Bei vielen Werken ist es schwierig, auszumachen, wo der Höhepunkt liegt. Hier ist es Seite 203. Der autoethnografisch wenn auch vielleicht nicht legitimierte, so doch aufgezeichnete Orgasmus kennzeichnet den Augenblick einer tatsächlichen Überlassung des Forscherleibes in die Feldszenerie. Dagegen wirkt die Bemerkung Bolls, dass empirische Arbeit in „Swingerclubs oder Sexpartys“ problematisch sei, weil sich derlei „diskreditierend“ auswirken könne (S. 255), geradezu konservativ. Schließlich soll mit dem vorliegenden Werk eine praxeologische Aufwertung der Sexualsoziologie geleistet werden – die solchen Programmen bei näherer Betrachtung indes gar nicht so fern steht, wie hier insinuiert wird (vgl. S. 256).

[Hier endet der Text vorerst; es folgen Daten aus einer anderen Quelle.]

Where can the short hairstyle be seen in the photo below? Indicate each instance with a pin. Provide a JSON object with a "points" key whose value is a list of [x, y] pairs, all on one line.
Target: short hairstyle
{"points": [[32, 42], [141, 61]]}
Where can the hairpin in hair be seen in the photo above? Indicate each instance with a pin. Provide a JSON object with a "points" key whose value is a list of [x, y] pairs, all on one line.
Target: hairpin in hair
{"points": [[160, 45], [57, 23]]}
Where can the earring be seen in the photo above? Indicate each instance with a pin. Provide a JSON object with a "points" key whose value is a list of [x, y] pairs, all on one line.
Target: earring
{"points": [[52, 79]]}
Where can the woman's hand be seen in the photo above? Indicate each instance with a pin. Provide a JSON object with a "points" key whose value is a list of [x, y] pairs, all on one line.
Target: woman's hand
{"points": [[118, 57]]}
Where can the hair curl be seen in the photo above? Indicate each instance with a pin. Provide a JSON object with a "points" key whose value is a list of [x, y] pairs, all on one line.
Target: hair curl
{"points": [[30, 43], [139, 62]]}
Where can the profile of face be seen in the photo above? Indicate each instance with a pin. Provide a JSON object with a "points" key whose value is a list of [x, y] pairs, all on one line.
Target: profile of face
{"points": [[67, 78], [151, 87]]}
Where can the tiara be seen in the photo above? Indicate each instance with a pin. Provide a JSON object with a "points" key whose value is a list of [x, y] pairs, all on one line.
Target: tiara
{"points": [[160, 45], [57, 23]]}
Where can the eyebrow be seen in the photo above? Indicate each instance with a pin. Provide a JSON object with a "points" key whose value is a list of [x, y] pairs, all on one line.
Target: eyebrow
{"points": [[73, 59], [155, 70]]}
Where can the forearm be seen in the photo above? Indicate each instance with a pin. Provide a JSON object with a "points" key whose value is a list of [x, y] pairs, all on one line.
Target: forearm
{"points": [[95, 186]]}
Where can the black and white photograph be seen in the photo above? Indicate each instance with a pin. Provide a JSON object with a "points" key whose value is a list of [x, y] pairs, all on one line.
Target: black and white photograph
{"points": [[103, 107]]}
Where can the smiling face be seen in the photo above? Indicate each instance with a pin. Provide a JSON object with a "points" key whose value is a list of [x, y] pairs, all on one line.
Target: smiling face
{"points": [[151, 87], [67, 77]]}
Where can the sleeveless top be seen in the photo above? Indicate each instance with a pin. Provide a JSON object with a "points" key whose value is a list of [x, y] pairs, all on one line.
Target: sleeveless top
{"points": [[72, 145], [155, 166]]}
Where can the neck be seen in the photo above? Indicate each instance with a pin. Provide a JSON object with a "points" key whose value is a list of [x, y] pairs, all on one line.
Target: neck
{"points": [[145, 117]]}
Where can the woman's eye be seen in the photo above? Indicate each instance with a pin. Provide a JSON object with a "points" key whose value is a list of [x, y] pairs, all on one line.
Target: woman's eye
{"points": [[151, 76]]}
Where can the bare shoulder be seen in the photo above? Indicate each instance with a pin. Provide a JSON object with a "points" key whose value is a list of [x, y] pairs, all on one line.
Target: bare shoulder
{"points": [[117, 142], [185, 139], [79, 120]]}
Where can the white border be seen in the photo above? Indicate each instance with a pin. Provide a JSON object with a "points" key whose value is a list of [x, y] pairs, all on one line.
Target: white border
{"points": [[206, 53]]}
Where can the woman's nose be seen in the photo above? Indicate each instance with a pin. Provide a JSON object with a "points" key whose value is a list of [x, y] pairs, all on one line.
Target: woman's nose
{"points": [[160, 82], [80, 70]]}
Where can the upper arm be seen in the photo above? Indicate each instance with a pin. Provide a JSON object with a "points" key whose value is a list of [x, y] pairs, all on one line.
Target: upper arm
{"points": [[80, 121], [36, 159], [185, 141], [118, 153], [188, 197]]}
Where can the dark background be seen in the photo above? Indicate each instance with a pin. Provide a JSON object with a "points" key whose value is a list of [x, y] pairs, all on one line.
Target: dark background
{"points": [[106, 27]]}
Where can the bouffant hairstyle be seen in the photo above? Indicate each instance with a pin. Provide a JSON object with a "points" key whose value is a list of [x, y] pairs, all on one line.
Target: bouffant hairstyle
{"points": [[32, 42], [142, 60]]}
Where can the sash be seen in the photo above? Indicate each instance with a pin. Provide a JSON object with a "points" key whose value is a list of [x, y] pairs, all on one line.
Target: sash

Interessant zu lesen ist das Ganze ohne Frage. Das Reflexionsniveau ist bemerkenswert, bisweilen wirkt die Arbeit fast schon zu reflektiert, weil Daten manchmal auch für sich selbst sprechen können. Der gewählte Ansatz ist zweifellos mutig, weil er selbstentblößend, dadurch aber auch kreativ und aufregend ist. Trotzdem, oder vielleicht gerade deshalb, wirkt die Lektüre mitunter wie eine erotische Beichte und die Leserschaft wird wenigstens teilweise in eine voyeuristische Position gerückt – kein übler Schachzug, wo doch die Soziologie in vielerlei, eben auch in optischer Hinsicht eine erkenntnisgierige Disziplin ist. Da außerdem nicht mehr mit moralistischen Gegenargumenten bzw. hoffentlich nicht mehr mit pastoralmächtigen Beschützerinstinkten gegen solcherlei Forschung zu rechnen ist, würden wohl nur böse Zungen (ein Körperteil, das nicht so häufig vorkommt) den Vorwurf erheben, dass hier ein Masturbationstagebuch zur Dissertation 2.0 aufgeblasen wurde.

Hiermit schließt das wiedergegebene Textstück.